While Deion Sanders is capturing the majority of headlines this off season utilizing the transfer portal and NIL to completely flip the roster in Boulder and not hiding from the realities of it, so many coaches taking over new programs are working just as hard to retain their roster as they are at recruiting high school talent, and that is especially true at the Group of Five level.
Trent Dilfer has made the rare head coaching jump from high school football to the FBS level, and NIL and the portal are just one of the many new uncharted areas.
As UAB is set to join the AAC on July 1 as their new conference home, Dilfer was asked to give an NIL number that would make the Blazers competitivein their new league.
Andy Wittry of On3Sports pointed out recently Dilfer wasn't willing to share a figure.
Why?
"I think everyone knows I'm honest about everything. I'll say what everybody else was thinking," he shared. "But on this one, I don't know if we know in our hearts because when it comes down to retention - cause that's really what you want to use [NIL] for is retention - who are you competing against?"
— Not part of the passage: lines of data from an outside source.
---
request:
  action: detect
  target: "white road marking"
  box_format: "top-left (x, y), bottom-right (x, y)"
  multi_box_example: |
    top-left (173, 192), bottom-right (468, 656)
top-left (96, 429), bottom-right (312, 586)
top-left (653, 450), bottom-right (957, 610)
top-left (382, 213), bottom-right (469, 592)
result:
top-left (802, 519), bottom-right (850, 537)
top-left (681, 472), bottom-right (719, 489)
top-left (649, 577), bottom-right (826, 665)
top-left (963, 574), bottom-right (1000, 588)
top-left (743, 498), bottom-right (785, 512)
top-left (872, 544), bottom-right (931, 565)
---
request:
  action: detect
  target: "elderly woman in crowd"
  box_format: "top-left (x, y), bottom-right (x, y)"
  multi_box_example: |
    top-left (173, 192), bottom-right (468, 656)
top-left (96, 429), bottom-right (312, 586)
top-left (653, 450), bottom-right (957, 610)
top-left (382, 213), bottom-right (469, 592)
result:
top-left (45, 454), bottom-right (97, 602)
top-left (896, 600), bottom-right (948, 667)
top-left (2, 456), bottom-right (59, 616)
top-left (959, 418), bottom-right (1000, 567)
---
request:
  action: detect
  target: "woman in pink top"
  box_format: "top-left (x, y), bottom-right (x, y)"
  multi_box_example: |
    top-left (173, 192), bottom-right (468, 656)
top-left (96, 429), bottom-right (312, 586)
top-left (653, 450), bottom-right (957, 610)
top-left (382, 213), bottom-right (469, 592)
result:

UAB has been one of the Group of Five's most consistent programs over the past decade with Bill Clark at the helm, and while players transferring from Group of Five to Power Five programs is nothing new, the enticement of - legal - NIL money is a new factor just introduced in the last few years.
In Dilfer's mind, he's not competing to keep guys they have developed into top players with other AAC programs, they're competing to keep them against some of the top programs in college football, including ACC and SEC teams.
"I'm not competing against Tulane and UTSA for retention. I'm competing against Georgia, Alabama, Ole Miss, Arkansas, Tennessee, North Carolina, Clemson, South Carolina, right? That's who I'm competing against. So how can I say - if they can offer $400,000, do I need to even offer $50,000?"
"So do you even try to retain that player? If you develop a player and he's good enough to make that type of money at a program that would be perceived up from us - economically, for sure - well, as a player-centric coach, isn't it my job to encourage him to take that money if he doesn't hurt his chances of making generational wealth at the next level? And there lies the kicker."
That's the double-sided sword and very real moral conundrum many coaches, especially at the Group of Five and FCS level, are finding themselves in.